/Annotating_CMUK

A labelling scheme to annotate the CMU Kids Corpus for the task of Disfluency Detection and Classification

Primary LanguagePythonApache License 2.0Apache-2.0

CMU Kids Corpus Annotations

Children's Reading Assessment is the task of evaluating the correctness of a child's read aloud speech of a passage. The main goal is to provide meaningful feedback of the read speech so that it can be used to improve their reading fluency.
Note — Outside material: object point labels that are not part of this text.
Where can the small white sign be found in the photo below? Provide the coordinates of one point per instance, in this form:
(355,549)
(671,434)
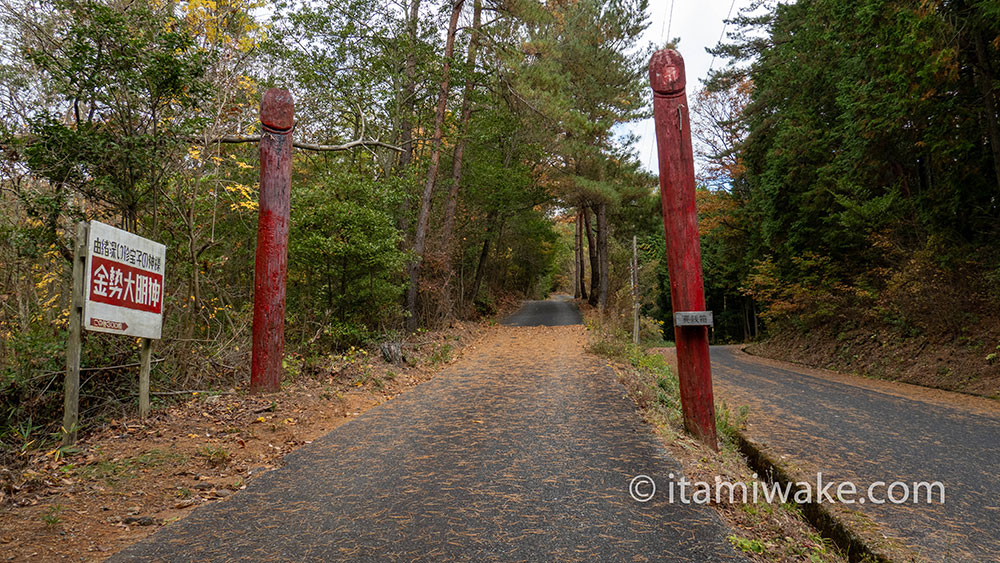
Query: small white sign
(123,283)
(693,318)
Disfluency Detection and Classification thus becomes an important step to achieve this goal. This is a very challenging problem because of two reasons:

  • Fewer number of datasets that have children's speech
  • Lack of task-oriented annotations in the existing datasets

This repository provides a simple script annotate_cmuk.py that uses a novel labelling scheme for the CMU Kids Corpus as well as the final labels cmuk_labels.csv generated based on the proposed scheme. The main motivation is to encourage future work towards collecting more children’s speech datasets for building robust reading assessment models.

Prerequisites: Python

About the dataset

The CMU Kids Corpus has 24 male speakers and 52 female speakers in the age range of six to eleven, with a total of 5,180 utterances. The dataset consists of the following files:

Files Contents
Sentence All the sentences used for the read aloud task
Point The remarks describing the speech by a human annotator for each of speech files
Transcrip The transcripts of the child's read aloud speech
Kids The recorded audio of the child reading a passage

Annotations

The speech is labeled at the word level. These labels fall under the following categories:

Labels Definition
Stutter Some syllables in a word are repeated
Repeat A word is uttered more than once
Incorrect The uttered word does not match the actual word in the passage
Skip A word is omitted while reading the passage
Correct The rest of the uttered words that do not fall under the previous categories

Labelling Scheme

Based on the remarks provided in the dataset by the human annotator, we used the following pattern matching scheme to generate the labels:

Remarks from the dataset Labels
False starts & phone additions in a word stutter
Repeating and restarting words repeat
Word substitutions, word additions & word replacements incorrect
Word deletions skip
No remarks correct

License

Apache 2.0, see LICENSE.